본 논문에서, 우리는 소위 “완전한 컨볼루션 네트워크”라는 보다 우아한 아키텍처를 기반으로 한다[9]. 우리는 이 아키텍처를 수정하고 확장하여 매우 적은 수의 교육 이미지로 작동하고 보다 정확한 세분화를 산출한다. 그림 1을 참조하라. [9]의 주요 아이디어는 풀링 연산자가 업샘플링 연산자로 대체되는 연속적인 계층으로 일반적인 수축 네트워크를 보완하는 것이다. 따라서, 이러한 계층들은 출력의 분해능을 증가시킨다. 로컬리제이션하기 위해 수축 경로의 고해상도 기능이 업샘플링 출력과 결합된다. 연속적인 컨볼루션 레이어는 이 정보를 기반으로 더 정확한 출력을 조립하는 것을 배울 수 있다.

Fig. 2. Overlap-tile strategy for seamless segmentation of arbitrary large images (here segmentation of neuronal structures in EM stacks). Prediction of the segmentation in the yellow area, requires image data within the blue area as input. Missing input data is extrapolated by mirroring

그림 2. 임의의 큰 이미지의 매끄러운 분할을 위한 오버랩 타일 전략(여기서는 전자파 스택의 신경 구조 분할) 노란색 영역의 분할을 예측하려면 파란색 영역 내의 영상 데이터가 입력으로 필요합니다. 누락된 입력 데이터는 미러링을 통해 추정됩니다.

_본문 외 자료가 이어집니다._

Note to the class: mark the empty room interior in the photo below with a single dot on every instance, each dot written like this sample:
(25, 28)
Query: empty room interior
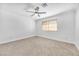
(39, 29)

One important modification in our architecture is that in the upsampling part we have also a large number of feature channels, which allow the network to propagate context information to higher resolution layers. As a consequence, the expansive path is more or less symmetric to the contracting path, and yields a u-shaped architecture. The network does not have any fully connected layers and only uses the valid part of each convolution, i.e., the segmentation map only contains the pixels, for which the full context is available in the input image. This strategy allows the seamless segmentation of arbitrarily large images by an overlap-tile strategy (see Figure 2). To predict the pixels in the border region of the image, the missing context is extrapolated by mirroring the input image. This tiling strategy is important to apply the network to large images, since otherwise the resolution would be limited by the GPU memory.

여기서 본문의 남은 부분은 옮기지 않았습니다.